他转过头,看向谭诗妤,那双通红的眼睛里,充满了自责和悔恨。
“对不起……”他看着她,声音里带着一种难以言喻的痛苦,“都怪我……”
谭诗妤看着他,看着他眼底那份深刻的,几乎要将他吞噬的自我谴责。
她知道,他现在一定又把所有的错,都揽到了自己身上。
她心里,涌起一股说不清道不明的疲惫和心疼。
她伸出手,虚弱地,却又坚定地,握住了他的手。
“秦程屿。”她的声音很轻,却带着一种不容置疑的力量,“这不是你的错。”
她看着他,那双清冷的眸子里,带着一种母性的光辉。
“这是我们的孩子。”
“我们会一起,把他养大。”
秦程屿猛地抬起头,看向她。
她的手,虽然冰凉,却带着一种能穿透所有黑暗的力量。
他的心,在这一刻,被她的话,被她的眼神,狠狠地撞击着。
她选择了他。
她选择相信他。
她选择,和他一起,面对这一切。
一股巨大的,难以言喻的温暖,瞬间将他包裹。
他反手握住她的手,握得很紧,像是要将她,将他们之间的这份连接,永远地刻进骨血里。
“嗯。”他重重地点头,声音里带着前所未有的坚定,“我们一起。”
病房里,终于恢复了平静。
秦程屿寸步不离地守在谭诗妤的床边,眼睛一刻也不敢离开她,也不敢离开婴儿车里那个小小的新生命。
他看着谭诗妤,看着她脸上因为疲惫而显出的倦容,看着她偶尔看向孩子的温柔眼神。
他知道,他这一次,真的不能再犯错了。
他必须,用尽全力,保护好他们。
可就在他沉浸在这份失而复得的喜悦和责任中时,医生的检查结果,却像一盆冷水,瞬间浇灭了他所有的幻想。

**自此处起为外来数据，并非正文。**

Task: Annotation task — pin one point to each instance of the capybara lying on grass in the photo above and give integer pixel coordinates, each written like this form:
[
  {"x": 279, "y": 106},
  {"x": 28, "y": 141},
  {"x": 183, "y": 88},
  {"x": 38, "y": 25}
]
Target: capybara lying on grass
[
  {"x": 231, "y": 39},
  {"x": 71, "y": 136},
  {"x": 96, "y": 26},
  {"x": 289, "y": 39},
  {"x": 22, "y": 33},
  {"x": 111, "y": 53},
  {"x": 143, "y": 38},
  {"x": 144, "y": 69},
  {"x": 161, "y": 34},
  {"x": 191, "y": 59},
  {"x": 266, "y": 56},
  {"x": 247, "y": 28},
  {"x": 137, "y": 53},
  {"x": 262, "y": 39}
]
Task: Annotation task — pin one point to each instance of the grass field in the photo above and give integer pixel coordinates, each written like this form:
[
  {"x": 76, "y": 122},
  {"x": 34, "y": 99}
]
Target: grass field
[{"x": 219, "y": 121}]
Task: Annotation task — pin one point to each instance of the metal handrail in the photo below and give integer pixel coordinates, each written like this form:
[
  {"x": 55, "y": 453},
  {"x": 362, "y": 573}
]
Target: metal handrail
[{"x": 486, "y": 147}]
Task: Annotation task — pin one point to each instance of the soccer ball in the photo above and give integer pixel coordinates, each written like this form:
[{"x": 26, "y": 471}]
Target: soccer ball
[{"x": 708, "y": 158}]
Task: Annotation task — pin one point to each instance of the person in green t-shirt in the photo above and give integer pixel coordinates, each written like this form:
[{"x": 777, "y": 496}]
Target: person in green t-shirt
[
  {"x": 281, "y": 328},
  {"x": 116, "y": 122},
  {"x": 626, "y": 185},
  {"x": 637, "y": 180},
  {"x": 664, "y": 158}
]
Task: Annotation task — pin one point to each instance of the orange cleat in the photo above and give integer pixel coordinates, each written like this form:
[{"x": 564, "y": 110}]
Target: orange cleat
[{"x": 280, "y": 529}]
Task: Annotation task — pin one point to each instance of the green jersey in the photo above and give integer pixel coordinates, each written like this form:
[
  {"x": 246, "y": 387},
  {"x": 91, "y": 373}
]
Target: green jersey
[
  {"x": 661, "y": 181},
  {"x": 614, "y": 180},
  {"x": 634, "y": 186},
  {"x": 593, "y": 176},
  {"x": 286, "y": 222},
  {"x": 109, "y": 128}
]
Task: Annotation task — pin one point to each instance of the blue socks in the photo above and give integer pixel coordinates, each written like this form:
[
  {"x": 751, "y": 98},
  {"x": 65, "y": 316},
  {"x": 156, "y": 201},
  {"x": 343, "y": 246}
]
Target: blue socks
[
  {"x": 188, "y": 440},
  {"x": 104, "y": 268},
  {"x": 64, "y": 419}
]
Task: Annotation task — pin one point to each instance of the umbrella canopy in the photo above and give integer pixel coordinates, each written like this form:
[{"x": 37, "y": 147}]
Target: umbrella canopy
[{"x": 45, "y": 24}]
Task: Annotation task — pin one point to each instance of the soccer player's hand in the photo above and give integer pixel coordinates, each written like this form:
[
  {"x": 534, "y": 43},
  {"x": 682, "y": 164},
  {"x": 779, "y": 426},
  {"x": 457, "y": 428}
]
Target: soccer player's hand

“秦先生,秦太太。”医生手里拿着一份报告,神情严肃,“孩子是早产儿,情况有些特殊。”
秦程屿的心,猛地一沉。
他看着医生,手不自觉地握紧。
“什么意思?”他的声音,带着一丝不易察觉的紧张。
医生叹了口气,目光落在报告上,然后又看向他们。
“孩子……有些先天不足。”
“先天不足。”
医生的话,像是一把淬了冰的锤子,砸碎了秦程屿刚刚才勉强拼凑起来的世界。
他脑子里嗡的一声,眼前的一切都失去了色彩,只剩下黑白。
什么叫先天不足?
是他的孩子,生下来就不健康吗?
是因为他,因为他没有保护好诗妤,所以他们的孩子,要用一生的健康来偿还吗?
一股冰冷的,带着铁锈味的绝望,从他的心脏深处,一点点地蔓延开,冻住了他四肢百骸的血液。
他甚至不敢去看谭诗妤的表情。
他怕看到她眼里的痛苦和责备。
“医生,”谭诗妤的声音响了起来,带着产后的虚弱,却异常的镇定,“具体是什么情况?可以治好吗?”
她的冷静,和秦程屿的崩溃,形成了鲜明的对比。
秦程屿猛地抬起头,看向她。
她没有哭,也没有崩溃。她只是看着医生,那双清冷的眼睛里,写满了作为一个母亲的坚强和担忧。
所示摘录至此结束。